Recent advances in transformer-based text-to-motion generation have led to impressive progress in synthesizing high-quality human motion. Nevertheless, jointly achieving high fidelity, streaming capability, real-time responsiveness, and scalability remains a fundamental challenge. In this paper, we propose MOGO (Motion Generation with One-pass), a novel autoregressive framework tailored for efficient and real-time 3D motion generation. MOGO comprises two key components: (1) MoSA-VQ, a motion scale-adaptive residual vector quantization module that hierarchically discretizes motion sequences with learnable scaling to produce compact yet expressive representations; and (2) RQHC-Transformer, a residual quantized hierarchical causal transformer that generates multi-layer motion tokens in a single forward pass, significantly reducing inference latency. To enhance semantic fidelity, we further introduce a text condition alignment mechanism that improves motion decoding under textual control. Extensive experiments on benchmark datasets including HumanML3D, KIT-ML, and CMP demonstrate that MOGO achieves competitive or superior generation quality compared to state-of-the-art transformer-based methods, while offering substantial improvements in real-time performance, streaming generation, and generalization under zero-shot settings.
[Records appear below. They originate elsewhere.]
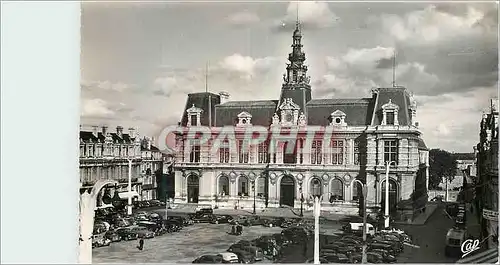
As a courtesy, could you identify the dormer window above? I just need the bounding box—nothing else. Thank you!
[330,110,347,126]
[382,99,399,125]
[186,104,203,126]
[237,111,252,126]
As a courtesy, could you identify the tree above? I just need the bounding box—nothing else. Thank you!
[429,149,457,189]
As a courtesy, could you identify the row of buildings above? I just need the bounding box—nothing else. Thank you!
[79,126,171,205]
[474,99,498,249]
[170,23,429,218]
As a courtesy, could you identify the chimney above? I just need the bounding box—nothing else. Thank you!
[219,92,229,104]
[128,128,135,138]
[92,126,99,137]
[116,126,123,138]
[102,126,108,136]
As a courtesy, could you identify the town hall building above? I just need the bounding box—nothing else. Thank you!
[174,23,428,217]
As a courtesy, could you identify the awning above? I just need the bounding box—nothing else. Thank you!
[457,245,498,264]
[118,191,139,199]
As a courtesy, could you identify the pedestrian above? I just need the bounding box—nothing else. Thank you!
[137,238,144,250]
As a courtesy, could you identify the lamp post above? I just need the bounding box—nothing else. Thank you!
[127,158,134,215]
[252,179,257,214]
[351,179,373,264]
[78,180,118,264]
[299,181,304,217]
[384,161,396,228]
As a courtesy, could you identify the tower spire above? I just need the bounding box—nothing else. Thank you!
[392,48,396,87]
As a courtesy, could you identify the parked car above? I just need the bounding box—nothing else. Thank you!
[217,252,239,263]
[104,230,122,242]
[192,255,222,264]
[370,249,397,263]
[193,214,214,223]
[232,249,255,264]
[132,226,155,239]
[92,234,111,248]
[115,227,139,240]
[210,215,233,224]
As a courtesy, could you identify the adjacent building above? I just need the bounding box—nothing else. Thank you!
[174,24,428,217]
[80,126,142,205]
[140,137,163,200]
[475,98,498,248]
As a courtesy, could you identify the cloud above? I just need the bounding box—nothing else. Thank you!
[81,98,115,117]
[314,46,439,97]
[274,1,339,31]
[81,81,135,92]
[226,11,260,26]
[153,53,284,97]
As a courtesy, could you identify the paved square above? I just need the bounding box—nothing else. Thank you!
[92,224,282,263]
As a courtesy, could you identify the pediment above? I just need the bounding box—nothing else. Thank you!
[280,98,300,110]
[238,111,252,118]
[330,110,346,117]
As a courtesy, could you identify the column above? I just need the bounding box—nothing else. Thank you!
[398,138,408,166]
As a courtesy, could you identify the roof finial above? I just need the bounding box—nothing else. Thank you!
[295,1,300,29]
[392,48,396,87]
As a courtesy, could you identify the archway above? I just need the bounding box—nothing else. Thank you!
[280,176,295,207]
[187,175,200,203]
[380,179,398,212]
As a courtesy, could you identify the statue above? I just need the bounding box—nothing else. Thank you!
[299,112,307,126]
[273,113,280,125]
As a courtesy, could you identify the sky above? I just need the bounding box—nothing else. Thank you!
[81,1,498,152]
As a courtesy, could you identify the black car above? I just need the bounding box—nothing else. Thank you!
[193,255,222,264]
[210,215,233,224]
[115,227,139,240]
[193,214,214,223]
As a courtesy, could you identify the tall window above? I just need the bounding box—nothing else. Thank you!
[238,176,248,196]
[385,111,394,125]
[330,178,344,202]
[219,176,229,196]
[258,142,269,164]
[238,140,249,163]
[219,139,230,163]
[354,140,361,165]
[311,140,323,165]
[384,140,398,164]
[189,141,201,163]
[332,140,344,165]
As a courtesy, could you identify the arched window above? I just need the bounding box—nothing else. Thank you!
[330,178,344,201]
[238,176,249,196]
[310,178,323,196]
[256,176,266,197]
[218,176,229,196]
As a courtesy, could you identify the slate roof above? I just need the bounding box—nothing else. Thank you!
[215,100,278,127]
[181,92,220,126]
[371,87,410,126]
[80,131,134,143]
[306,98,374,126]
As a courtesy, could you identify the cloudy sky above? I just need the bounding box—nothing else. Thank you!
[81,2,498,152]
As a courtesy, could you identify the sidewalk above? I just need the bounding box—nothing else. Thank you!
[394,203,438,225]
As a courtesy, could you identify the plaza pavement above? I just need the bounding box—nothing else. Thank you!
[92,224,281,263]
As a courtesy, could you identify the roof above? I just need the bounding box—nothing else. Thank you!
[214,100,278,127]
[371,87,411,126]
[306,98,373,126]
[181,92,220,126]
[418,138,429,150]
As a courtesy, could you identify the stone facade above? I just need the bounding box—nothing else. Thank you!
[174,22,428,213]
[476,98,498,248]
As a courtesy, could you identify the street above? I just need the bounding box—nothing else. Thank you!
[396,204,457,263]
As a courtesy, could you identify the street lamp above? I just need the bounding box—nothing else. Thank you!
[127,158,134,215]
[351,179,373,264]
[299,181,304,217]
[78,180,118,264]
[384,161,396,228]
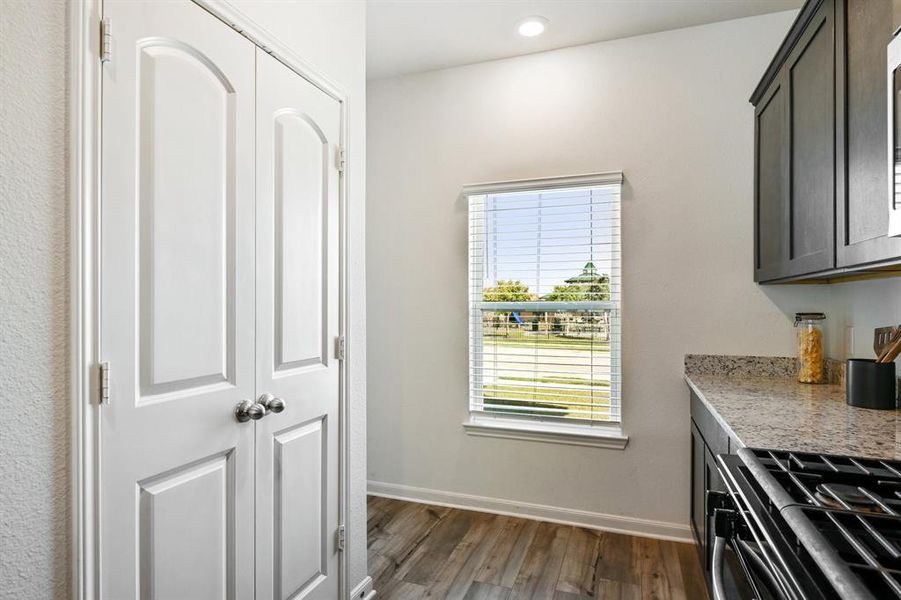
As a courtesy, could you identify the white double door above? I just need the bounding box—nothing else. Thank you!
[97,0,341,600]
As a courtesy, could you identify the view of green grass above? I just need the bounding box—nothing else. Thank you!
[482,327,610,421]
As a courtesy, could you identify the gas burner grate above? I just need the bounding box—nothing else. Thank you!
[799,507,901,598]
[753,450,901,516]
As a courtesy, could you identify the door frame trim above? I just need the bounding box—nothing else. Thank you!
[67,0,354,600]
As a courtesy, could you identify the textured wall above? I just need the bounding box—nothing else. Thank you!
[367,12,829,525]
[0,0,69,600]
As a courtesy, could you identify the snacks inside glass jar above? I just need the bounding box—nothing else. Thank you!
[795,313,826,383]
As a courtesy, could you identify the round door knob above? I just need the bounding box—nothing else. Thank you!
[235,400,266,423]
[257,394,285,413]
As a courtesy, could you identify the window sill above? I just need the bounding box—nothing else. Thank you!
[463,414,629,450]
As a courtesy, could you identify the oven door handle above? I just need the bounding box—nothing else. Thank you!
[710,508,735,600]
[735,539,786,599]
[710,536,728,600]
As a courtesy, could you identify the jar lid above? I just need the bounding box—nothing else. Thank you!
[795,313,826,325]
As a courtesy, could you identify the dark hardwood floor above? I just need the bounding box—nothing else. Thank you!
[369,496,707,600]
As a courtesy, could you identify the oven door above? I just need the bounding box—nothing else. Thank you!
[707,455,823,600]
[711,509,790,600]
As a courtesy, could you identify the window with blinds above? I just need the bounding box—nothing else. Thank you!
[468,173,622,424]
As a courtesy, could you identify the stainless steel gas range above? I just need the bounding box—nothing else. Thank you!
[707,448,901,600]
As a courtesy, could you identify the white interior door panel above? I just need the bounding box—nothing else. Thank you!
[99,1,255,600]
[256,50,341,600]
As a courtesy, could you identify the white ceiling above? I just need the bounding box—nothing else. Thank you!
[366,0,802,79]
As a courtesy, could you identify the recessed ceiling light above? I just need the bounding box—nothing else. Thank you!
[517,16,547,37]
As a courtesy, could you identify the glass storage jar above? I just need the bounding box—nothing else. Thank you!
[795,313,826,383]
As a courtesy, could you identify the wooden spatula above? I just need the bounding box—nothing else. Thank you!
[873,325,901,358]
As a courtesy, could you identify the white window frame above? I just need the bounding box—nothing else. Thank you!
[461,171,629,450]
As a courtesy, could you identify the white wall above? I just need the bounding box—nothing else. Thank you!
[827,278,901,358]
[367,12,829,526]
[0,0,69,600]
[0,0,366,600]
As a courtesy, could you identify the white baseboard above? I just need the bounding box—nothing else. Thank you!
[350,575,375,600]
[368,481,693,542]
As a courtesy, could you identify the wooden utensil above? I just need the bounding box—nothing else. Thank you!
[873,326,901,358]
[876,336,901,363]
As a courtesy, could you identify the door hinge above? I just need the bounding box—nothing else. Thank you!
[100,362,109,404]
[335,525,347,552]
[100,17,113,63]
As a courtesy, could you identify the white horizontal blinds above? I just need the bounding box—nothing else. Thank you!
[469,183,621,423]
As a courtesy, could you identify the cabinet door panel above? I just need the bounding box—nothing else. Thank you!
[836,0,901,267]
[754,79,788,281]
[786,2,835,275]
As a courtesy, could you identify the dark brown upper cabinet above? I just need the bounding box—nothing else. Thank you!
[835,0,901,267]
[751,0,901,282]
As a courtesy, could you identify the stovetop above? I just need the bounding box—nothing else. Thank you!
[739,449,901,598]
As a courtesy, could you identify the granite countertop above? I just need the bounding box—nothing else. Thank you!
[685,357,901,460]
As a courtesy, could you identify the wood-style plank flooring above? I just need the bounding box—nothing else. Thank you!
[369,496,707,600]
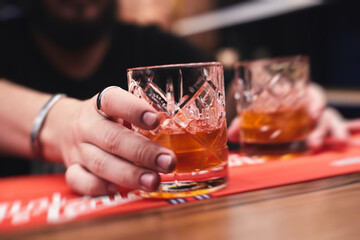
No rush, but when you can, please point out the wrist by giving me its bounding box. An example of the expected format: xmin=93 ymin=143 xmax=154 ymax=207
xmin=39 ymin=97 xmax=80 ymax=162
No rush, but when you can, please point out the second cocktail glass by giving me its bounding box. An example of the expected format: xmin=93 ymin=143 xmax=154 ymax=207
xmin=235 ymin=55 xmax=315 ymax=156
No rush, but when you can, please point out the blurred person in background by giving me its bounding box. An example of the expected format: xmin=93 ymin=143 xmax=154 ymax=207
xmin=0 ymin=0 xmax=356 ymax=195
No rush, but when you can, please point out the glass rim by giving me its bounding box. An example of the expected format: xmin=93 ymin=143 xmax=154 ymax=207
xmin=234 ymin=54 xmax=310 ymax=69
xmin=127 ymin=62 xmax=223 ymax=72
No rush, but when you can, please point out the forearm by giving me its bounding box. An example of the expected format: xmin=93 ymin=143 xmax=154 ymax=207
xmin=0 ymin=79 xmax=76 ymax=161
xmin=0 ymin=79 xmax=50 ymax=158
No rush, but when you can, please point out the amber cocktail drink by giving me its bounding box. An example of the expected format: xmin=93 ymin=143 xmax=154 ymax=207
xmin=236 ymin=56 xmax=315 ymax=155
xmin=128 ymin=63 xmax=228 ymax=198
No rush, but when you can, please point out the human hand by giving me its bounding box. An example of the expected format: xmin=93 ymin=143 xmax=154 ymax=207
xmin=228 ymin=84 xmax=348 ymax=151
xmin=43 ymin=88 xmax=176 ymax=195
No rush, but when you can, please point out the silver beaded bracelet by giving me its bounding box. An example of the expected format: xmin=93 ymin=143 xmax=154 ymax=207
xmin=30 ymin=93 xmax=66 ymax=159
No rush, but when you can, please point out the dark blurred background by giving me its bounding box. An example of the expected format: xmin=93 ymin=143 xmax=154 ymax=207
xmin=0 ymin=0 xmax=360 ymax=118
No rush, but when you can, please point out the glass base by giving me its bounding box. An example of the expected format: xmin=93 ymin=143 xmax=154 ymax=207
xmin=135 ymin=176 xmax=227 ymax=199
xmin=241 ymin=140 xmax=308 ymax=156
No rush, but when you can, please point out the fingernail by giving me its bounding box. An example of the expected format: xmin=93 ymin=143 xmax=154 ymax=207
xmin=156 ymin=154 xmax=171 ymax=172
xmin=107 ymin=184 xmax=119 ymax=193
xmin=142 ymin=112 xmax=157 ymax=127
xmin=140 ymin=173 xmax=155 ymax=190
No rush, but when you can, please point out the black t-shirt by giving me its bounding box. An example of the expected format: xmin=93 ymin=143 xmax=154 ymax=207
xmin=0 ymin=19 xmax=209 ymax=176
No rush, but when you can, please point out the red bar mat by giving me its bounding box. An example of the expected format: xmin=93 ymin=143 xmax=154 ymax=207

翻译：基于Transformer的文本到运动生成的最新进展，在合成高质量人体运动方面取得了显著进步。然而，同时实现高保真度、流式生成能力、实时响应性和可扩展性仍然是一个根本性挑战。本文提出MOGO（单次前向运动生成），一种专为高效实时三维运动生成设计的新型自回归框架。MOGO包含两个关键组件：(1) MoSA-VQ，一种运动尺度自适应的残差向量量化模块，通过可学习的缩放因子对运动序列进行分层离散化，以产生紧凑而富有表现力的表示；(2) RQHC-Transformer，一种残差量化分层因果Transformer，能够在单次前向传播中生成多层运动令牌，显著降低推理延迟。为增强语义保真度，我们进一步引入了一种文本条件对齐机制，以改善文本控制下的运动解码。在HumanML3D、KIT-ML和CMP等基准数据集上进行的大量实验表明，与当前最先进的基于Transformer的方法相比，MOGO在生成质量上具有竞争力或更优，同时在实时性能、流式生成以及零样本设置下的泛化能力方面均有显著提升。